Oct
21
Oversold, from Paolo Pezzutti
October 21, 2007 |
Suppose you bought any Friday where the stochastic indicator was oversold at the close. What is the percentage of winning trades, placing a sell limit order of c+x points for Monday? I checked in the past 10 years all the situations. If the order is not filled, you exit at Monday's close.
3 points 96%
5 points 86%
7 points 80%
9 points 70%
11 points 65%
15 points 63%
Larry Williams explains:
the problem is such an approach has massive equity drawdowns and small average profits per trade. The losses, when they come, are much bigger than the gains. Accuracy alone does not make for a good system or trader. Risk/reward trumps accuracy every time. Eventually large losses devour strings of wining trades.
To evaluate such an approach, look at the equity curve; not just the numbers.
Jim Sogi adds:
The equity curve Larry talks about is a thing of beauty. We all know what happened after 1987 as well. The survivors prospered. If you want to argue sample, only time will tell. History unfolds in mysterious ways and you can never know the future. If you always look at 1987, you'll never trade. One way to avoid annihilation in addition to money management is to stay nimble in addition to having deep pockets. Wall Street has deeper pockets than you.
Phil McDonnell writes:
As an augmentation, the following discussion of the features of a normally distribued random walk with absorbing upside barriers should prove helpful. Naturally as traders this simply means using the theoretical distribution with an upside profit target.

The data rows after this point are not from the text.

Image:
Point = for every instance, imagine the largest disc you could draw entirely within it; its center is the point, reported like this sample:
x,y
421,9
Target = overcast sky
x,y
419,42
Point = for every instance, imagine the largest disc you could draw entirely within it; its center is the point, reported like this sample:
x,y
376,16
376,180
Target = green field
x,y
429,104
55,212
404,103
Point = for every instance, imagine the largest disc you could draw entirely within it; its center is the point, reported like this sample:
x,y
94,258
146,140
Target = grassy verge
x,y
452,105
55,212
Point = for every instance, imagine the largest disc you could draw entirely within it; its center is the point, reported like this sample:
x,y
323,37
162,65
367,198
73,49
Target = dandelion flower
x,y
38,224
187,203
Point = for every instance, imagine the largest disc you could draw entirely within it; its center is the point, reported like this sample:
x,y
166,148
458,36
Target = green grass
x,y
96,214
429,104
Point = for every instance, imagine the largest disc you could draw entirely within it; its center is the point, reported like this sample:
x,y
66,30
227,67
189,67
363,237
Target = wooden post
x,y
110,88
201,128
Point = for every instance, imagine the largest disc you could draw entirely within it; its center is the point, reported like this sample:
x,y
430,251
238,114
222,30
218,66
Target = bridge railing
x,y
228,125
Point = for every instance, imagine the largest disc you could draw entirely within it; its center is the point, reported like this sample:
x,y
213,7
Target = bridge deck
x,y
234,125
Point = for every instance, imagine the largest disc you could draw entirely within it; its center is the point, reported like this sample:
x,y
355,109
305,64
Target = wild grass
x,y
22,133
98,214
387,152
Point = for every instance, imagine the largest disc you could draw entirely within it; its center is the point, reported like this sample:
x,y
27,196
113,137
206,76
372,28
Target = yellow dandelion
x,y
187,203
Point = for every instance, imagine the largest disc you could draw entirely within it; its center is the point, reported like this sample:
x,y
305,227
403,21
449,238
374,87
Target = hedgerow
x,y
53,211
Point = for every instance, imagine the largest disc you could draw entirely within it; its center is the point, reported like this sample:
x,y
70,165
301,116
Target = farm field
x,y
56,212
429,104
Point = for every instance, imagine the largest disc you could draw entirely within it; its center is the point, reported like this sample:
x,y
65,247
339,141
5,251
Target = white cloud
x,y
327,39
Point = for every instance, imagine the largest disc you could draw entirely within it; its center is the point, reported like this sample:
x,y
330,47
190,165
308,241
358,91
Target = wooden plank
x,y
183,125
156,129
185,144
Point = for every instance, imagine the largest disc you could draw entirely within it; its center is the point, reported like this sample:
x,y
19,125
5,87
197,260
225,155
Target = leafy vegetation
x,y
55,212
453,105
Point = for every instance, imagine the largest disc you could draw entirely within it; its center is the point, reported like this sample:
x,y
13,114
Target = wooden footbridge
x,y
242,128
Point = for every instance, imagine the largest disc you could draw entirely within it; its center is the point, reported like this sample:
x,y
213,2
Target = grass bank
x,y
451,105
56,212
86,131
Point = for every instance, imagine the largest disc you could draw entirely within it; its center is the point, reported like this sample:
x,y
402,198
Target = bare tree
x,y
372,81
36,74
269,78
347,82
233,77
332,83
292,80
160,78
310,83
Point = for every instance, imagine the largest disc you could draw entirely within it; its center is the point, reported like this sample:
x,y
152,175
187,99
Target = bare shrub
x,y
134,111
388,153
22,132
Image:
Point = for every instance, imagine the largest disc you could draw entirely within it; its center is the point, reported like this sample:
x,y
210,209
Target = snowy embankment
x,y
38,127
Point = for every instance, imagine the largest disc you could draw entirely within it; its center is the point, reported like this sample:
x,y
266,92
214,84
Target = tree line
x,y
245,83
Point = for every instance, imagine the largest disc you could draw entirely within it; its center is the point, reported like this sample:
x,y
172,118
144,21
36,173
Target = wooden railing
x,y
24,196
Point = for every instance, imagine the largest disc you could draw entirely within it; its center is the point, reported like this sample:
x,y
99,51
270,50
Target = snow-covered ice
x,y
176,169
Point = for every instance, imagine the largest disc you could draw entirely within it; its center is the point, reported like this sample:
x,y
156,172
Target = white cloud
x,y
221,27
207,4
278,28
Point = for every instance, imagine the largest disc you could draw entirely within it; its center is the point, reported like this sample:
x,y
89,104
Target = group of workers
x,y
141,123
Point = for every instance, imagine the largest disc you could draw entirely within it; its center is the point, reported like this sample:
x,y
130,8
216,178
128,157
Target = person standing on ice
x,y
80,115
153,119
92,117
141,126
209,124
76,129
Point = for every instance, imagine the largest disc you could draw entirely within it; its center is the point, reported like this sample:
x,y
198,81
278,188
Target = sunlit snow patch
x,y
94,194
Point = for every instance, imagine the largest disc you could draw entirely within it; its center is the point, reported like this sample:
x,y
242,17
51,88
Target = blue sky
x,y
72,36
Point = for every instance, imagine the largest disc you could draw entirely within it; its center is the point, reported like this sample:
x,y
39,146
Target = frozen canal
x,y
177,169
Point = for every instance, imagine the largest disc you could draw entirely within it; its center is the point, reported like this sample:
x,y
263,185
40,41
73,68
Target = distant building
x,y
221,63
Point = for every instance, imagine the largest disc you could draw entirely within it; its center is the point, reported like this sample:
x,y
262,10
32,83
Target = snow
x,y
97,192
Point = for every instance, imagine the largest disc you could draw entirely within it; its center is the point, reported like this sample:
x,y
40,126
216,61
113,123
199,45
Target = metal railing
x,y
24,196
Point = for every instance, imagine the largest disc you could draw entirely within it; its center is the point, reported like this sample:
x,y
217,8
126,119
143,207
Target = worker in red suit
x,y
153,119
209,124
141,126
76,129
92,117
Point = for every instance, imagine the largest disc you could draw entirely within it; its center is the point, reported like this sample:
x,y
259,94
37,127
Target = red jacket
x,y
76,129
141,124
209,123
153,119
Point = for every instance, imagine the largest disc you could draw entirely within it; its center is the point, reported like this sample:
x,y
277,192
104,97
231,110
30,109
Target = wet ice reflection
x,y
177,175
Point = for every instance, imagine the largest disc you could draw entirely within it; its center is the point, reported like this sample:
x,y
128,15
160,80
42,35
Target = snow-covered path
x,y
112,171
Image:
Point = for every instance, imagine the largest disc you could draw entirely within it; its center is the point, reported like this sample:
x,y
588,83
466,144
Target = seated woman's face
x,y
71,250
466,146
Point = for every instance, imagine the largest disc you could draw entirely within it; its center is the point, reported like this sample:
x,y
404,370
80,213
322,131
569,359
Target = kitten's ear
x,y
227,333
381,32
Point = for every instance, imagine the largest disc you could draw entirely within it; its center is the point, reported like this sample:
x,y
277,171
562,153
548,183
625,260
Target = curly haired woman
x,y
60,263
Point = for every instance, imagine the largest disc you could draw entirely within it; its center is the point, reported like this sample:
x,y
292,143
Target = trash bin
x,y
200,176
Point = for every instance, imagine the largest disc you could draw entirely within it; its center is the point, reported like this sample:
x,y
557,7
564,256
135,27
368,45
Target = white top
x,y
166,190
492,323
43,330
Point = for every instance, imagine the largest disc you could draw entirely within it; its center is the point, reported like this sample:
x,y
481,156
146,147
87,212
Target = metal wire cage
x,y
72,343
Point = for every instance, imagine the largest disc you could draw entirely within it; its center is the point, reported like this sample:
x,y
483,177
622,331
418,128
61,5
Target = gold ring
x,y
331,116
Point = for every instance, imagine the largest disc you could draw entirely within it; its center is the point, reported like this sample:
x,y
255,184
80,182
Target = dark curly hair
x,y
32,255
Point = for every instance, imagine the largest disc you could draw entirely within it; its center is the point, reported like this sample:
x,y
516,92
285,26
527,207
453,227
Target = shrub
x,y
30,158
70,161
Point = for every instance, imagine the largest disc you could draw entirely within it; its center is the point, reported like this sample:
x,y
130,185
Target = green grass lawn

Using a profit target will:
1. Double the probability of being at or above that target at the end of a fixed period of time.
2. Have no impact on your expected gain or loss.
3. Reduce your variance and standard deviation
4. Result in larger losses than gains
This result derives from the fact that the normal distribution is symmetric and self-similar. Thus it obeys a property called the Reflection Principle. Each price path has an equal and opposite mirror image. Each price point reached has a distribution of points past it and an equal and opposite distribution of points which were 'reflected back'. Elementery proofs for the analogous case of stops, using nothing more than high school algebra, are given in my book Optimal Portfolio Modeling.
It should be emphasized that this is the theoretical model. To the extent that one can find empirical evidence that the market does not conform to this, there may be something tradeable. But just because you can manipulate your distribution to double the probability of a winning trade does not mean that the average winnings will be any better My Motto: You need an edge — never let your money leave home without it.